SuaraJabar. id – Virus Corona ataupun Covid-19 yang berubah menjadi pandemi sejak beberapa bulan terakhir, nyatanya membuat pendidikan di Indonesia “memaksa” mengubah metode pembelajaran.

Dari yang sebelumnya digelar tatap muka dalam bagian kelas, kini diubah menjadi penelaahan jarak jauh (PJJ) mengandalkan jaringan internet pun pembelajaran televisi.

Adaptasi metode pembelajaran tersebut, ternyata tak semulus dengan dibayangkan. Persoalan belum meratanya kanal jaringan komunikasi hingga alat hubungan yang mumpuni untuk belajar siswa menjadi persoalan.

Pengalaman itu yang dirasakan pengajar di SDN Cibeas Tempat Sangrawayang Kecamatan Simpenan Kabupaten Sukabumi.

Besar SDN Cibeas Nani Supartini mengaku, persoalan geografis dan kemudahan jaringan internet hingga alat komunikasi dengan mumpuni ternyata tak dirasakan bujang didiknya.

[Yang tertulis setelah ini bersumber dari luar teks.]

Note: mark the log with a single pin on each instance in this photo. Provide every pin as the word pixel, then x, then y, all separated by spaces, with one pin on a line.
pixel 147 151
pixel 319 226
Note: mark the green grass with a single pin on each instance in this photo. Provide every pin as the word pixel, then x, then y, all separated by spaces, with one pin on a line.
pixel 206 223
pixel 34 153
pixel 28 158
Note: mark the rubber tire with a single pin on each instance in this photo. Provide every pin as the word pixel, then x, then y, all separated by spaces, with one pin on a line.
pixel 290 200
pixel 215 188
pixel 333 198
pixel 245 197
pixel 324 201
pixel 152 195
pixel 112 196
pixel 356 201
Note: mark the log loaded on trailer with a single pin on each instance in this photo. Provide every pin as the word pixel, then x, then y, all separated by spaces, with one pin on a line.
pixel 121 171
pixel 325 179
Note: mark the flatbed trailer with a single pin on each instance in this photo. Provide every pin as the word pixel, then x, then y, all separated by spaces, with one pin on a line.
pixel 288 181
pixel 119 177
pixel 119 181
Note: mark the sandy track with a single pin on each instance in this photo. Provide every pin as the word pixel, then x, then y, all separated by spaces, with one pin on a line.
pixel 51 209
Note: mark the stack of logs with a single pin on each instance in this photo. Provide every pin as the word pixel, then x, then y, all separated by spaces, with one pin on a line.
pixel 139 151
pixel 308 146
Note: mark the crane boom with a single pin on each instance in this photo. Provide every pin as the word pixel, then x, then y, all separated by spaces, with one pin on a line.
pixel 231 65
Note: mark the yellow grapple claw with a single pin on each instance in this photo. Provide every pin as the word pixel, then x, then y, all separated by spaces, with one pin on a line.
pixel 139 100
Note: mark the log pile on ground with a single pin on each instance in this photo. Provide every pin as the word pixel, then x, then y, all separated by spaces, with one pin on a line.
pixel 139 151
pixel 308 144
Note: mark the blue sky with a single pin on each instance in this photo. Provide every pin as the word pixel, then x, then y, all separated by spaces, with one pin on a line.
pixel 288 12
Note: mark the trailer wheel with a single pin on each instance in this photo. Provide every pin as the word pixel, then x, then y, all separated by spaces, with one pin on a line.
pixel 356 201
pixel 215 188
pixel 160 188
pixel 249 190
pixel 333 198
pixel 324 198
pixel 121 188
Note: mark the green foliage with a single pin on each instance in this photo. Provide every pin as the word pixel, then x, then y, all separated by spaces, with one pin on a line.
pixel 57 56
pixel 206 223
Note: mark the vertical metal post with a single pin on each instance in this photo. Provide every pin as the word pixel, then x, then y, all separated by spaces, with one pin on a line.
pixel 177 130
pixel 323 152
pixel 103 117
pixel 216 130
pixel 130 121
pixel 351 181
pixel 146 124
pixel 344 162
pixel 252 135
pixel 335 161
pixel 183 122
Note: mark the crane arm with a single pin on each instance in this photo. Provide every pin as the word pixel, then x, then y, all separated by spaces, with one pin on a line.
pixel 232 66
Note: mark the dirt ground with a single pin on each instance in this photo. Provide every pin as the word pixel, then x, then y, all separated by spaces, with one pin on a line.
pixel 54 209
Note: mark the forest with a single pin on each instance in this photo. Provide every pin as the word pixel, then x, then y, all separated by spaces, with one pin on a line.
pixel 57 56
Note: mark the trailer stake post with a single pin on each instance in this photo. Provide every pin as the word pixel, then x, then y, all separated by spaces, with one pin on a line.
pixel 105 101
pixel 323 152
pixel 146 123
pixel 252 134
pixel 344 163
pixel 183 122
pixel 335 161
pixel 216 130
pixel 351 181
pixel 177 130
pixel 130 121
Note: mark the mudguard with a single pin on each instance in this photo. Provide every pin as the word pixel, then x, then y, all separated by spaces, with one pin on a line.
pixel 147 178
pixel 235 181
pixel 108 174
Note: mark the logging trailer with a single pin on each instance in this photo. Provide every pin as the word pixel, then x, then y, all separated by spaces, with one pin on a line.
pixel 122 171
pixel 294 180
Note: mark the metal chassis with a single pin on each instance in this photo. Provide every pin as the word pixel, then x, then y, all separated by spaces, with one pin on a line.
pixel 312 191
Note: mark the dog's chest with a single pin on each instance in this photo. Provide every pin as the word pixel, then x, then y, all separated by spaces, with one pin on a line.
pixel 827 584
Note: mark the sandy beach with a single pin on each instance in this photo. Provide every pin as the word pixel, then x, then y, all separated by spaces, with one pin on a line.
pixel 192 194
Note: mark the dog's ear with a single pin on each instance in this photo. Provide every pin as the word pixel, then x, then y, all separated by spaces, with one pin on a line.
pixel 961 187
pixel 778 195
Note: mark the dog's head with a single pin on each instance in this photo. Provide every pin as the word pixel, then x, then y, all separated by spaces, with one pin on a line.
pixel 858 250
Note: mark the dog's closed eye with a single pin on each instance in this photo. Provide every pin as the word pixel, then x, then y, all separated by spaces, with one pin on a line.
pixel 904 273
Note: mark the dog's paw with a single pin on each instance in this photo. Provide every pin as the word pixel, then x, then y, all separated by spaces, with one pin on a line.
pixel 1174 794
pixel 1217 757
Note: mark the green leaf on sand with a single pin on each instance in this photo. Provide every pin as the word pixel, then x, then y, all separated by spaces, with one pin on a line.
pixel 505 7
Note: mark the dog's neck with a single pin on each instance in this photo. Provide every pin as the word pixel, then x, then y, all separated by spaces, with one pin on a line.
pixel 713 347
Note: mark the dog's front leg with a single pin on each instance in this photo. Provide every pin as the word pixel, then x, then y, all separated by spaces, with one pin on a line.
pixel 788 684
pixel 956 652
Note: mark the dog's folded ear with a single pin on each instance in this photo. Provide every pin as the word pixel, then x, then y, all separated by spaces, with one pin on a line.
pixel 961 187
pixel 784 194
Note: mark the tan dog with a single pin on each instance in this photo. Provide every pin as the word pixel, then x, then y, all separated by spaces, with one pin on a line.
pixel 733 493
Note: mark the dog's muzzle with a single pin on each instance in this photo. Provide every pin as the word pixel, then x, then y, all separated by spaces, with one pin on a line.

Nani mengemukakan, tidak setiap siswa-siswi memiliki gawai berupa ponsel akil. Pun jika ada, maka persoalan selanjutnya yang dihadapi adalah jaringan. Lantaran itu pula, Nani dan pengajar di sekolahnya berusaha menguras untuk tetap bisa mencerdaskan kehidupan bangsa, sesuai dengan amanah pada pembukaan UUD 1945.

“Makanya kita mengabulkan pembelajaran jarak jauh menggunakan luar jaringan. Dengan teknis tatap depan dilakukan, kunjungan dari guru cocok kelasnya masing-masing ke rumah peserta didik yang sebelumnya telah dikelompokan maksimal 5 orang per grup, ” ujarnya kepada Sukabumiupdate. com-jaringan Suara. com.

Langkah tersebut, menurutnya, menjadi salah satu alternatif yang harus dilakoni pada tengah Pandemi Covid-19.

Sebelum memutuskan kejadian tersebut, ia melakukan pemetaan terlebih dahulu terhadap tempat tinggal siswa dan membentuk kelompok belajar (pokjar) untuk tiap kelas. Lalu, mengingat tidak semua siswa memiliki smartphone, maka lembar tugas menjadi solusi pemerataan hak siswa.

“Kita melakukan pendataan nomor smartphone siswa dan orang tua bagi yang memiliki, kemudian membuat grup WhatsApp sekolah, persekutuan WhatsApp kelas, dan grup itu berfungsi sebagai sumber informasi, konsultasi dan referensi. Tapi baik dengan punya smartphone atau yang tidak, semua mendapatkan lembar tugas yang sama, ” jelasnya.